The investigation began by looking into Mohamed Salah, a Bridgeview resident, and the Bandoui’s upstairs neighbor who was released from an Israeli prison in 1997 after serving more than four years after Israeli police found close to $US100,000 ($AU135,804) in hotel room, that he said were for humanitarian aid, but Israel said he was supporting Hamas.

When he returned to the states, he was acquitted of racketeering conspiracy charges for allegedly supporting Hamas in 2007, the Associated Press reported.

In an emailed statement, former FBI agent Ross Rice told Insider he participated in community forums in Bridgeview while he worked in Chicago Bureau from 2001 to 2012 and said those outreach events made it “clear to me that some residents conflated a criminal investigation, such as Vulgar Betrayal, into believing that the entire community was under investigation, which was definitely not the case.”

The FBI had secretly collected information on hundreds of American Muslim individuals, businesses, and organizations, according to the documentary,The Feeling of Being Watched.

Assia Boundaoui told The Chicago reporter, the documents she’d received, most of which were heavily redacted, confirmed the effort was “a mass fishing campaign based on religious and ethnic profiling.”

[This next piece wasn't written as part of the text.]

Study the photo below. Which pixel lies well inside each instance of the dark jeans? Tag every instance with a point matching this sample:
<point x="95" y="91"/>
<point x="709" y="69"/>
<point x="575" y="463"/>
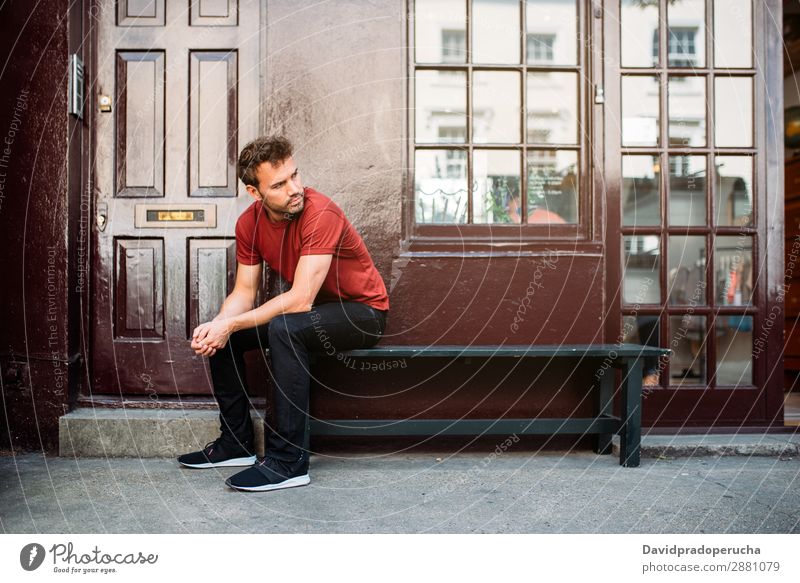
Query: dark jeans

Inspired by his sister, Boundaoui set out to tell the story of the everyday lives of those living in his community, touching on a myriad of social, cultural, and religious experiences that some experienced.

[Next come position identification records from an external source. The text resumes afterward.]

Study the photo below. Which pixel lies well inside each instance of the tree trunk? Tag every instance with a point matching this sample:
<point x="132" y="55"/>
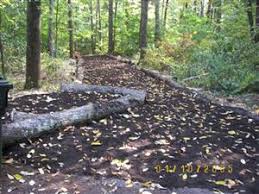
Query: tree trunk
<point x="2" y="49"/>
<point x="70" y="29"/>
<point x="30" y="125"/>
<point x="250" y="17"/>
<point x="114" y="25"/>
<point x="33" y="45"/>
<point x="209" y="9"/>
<point x="257" y="21"/>
<point x="111" y="41"/>
<point x="143" y="28"/>
<point x="162" y="11"/>
<point x="195" y="6"/>
<point x="218" y="12"/>
<point x="165" y="14"/>
<point x="56" y="30"/>
<point x="202" y="8"/>
<point x="157" y="23"/>
<point x="50" y="28"/>
<point x="98" y="23"/>
<point x="92" y="26"/>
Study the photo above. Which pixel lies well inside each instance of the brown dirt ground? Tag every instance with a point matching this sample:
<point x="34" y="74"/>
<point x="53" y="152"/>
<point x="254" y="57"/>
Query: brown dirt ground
<point x="174" y="139"/>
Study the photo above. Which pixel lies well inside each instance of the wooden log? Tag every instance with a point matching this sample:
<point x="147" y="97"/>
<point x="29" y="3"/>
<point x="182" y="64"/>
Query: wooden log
<point x="29" y="125"/>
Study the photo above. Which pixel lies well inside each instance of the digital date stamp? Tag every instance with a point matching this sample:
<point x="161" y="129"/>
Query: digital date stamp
<point x="191" y="168"/>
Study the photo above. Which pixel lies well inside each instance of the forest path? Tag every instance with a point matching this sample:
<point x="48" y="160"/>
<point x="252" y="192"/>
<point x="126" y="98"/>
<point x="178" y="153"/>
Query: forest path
<point x="174" y="139"/>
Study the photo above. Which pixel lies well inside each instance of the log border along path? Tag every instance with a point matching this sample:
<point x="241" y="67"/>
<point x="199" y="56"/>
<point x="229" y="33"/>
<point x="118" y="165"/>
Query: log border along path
<point x="33" y="125"/>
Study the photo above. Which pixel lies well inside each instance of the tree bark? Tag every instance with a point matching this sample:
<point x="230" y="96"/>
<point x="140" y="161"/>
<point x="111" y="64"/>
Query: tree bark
<point x="209" y="9"/>
<point x="157" y="23"/>
<point x="92" y="26"/>
<point x="143" y="28"/>
<point x="114" y="22"/>
<point x="50" y="28"/>
<point x="56" y="30"/>
<point x="2" y="49"/>
<point x="28" y="125"/>
<point x="202" y="8"/>
<point x="257" y="21"/>
<point x="165" y="14"/>
<point x="111" y="41"/>
<point x="218" y="13"/>
<point x="98" y="23"/>
<point x="250" y="17"/>
<point x="70" y="29"/>
<point x="33" y="45"/>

“The impact surveillance has had on the community embedded a culture of paranoia, a culture of looking over your shoulder, a culture of being judged in addition to the feeling of being watched by government surveillance, but I wouldn’t think that is the only thing that this community has gone through,” Boundaoui said.

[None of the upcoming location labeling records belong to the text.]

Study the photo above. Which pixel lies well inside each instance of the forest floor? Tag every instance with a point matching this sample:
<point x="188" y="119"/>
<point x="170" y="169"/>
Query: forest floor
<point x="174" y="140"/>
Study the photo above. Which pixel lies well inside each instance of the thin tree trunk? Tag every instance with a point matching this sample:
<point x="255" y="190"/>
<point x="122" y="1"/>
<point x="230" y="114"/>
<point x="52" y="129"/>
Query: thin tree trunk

“It is the reality that a lot of people live in or have lived through and it definitely informed how the community has moved, but I don’t think that it is the only thing about the community. Over time everybody has accepted it and moved on.”

The community lived normal lives despite the surveillance

“I built on the idea that there is this thing that’s happening in the community, but there’s a lot more happening in it. That’s not the reality that we exist in, we have day-to-day lives,” Boundaoui said.

“The stories of the individuals, their lives — what it means to be first-generation and what it means to be in this country at this time and just live like normal people. The context is very specific to my community, which is the community of the documentary ‘The Feeling of Being Watched.'”

The series follows Sohib himself throughout his day as he tries to get community members to talk about surveillance for a documentary he’s making. He explores their narratives along the way, touching on issues from Muslim women grappling with hijab with one character hiding away from her husbands family after she removes her to racial dynamics with the use of the word “Abeed,” or “slave” in Arabic, a term that has historically been used to refer to Black people and is derogatory, with a scene where an Arab American defends his Black friend after a family member calls him an “Abeed” in a barbershop.

In one scene, two community members argue over whether it was right to send away a white man who was waiting for a locally owned store to open. One member was suspicious he could be spying, while another was concerned the gesture was too hostile.

Boundaoui explained the scene highlighted a generational split, where an older generation of immigrants who came from abroad had an experience with surveillance already that instilled the belief of being careful around strangers.

“That was just the first iteration of the community,” he said, explaining that for his generation, that kind of behavior was just a norm and not an instinct, but that the community is growing and shifting.

Boundaoui added: “Through these little conversations you can see those nuggets where like, okay, this is a real situation, and that’s as best as I could have done. That’s what I was trying to do with those scenes is intrigue people, provoke people, and try to generate dialogue.”

Boundaoui says he’s received positive feedback from his community and is working on expanding the series to further talk about issues pertinent to his community.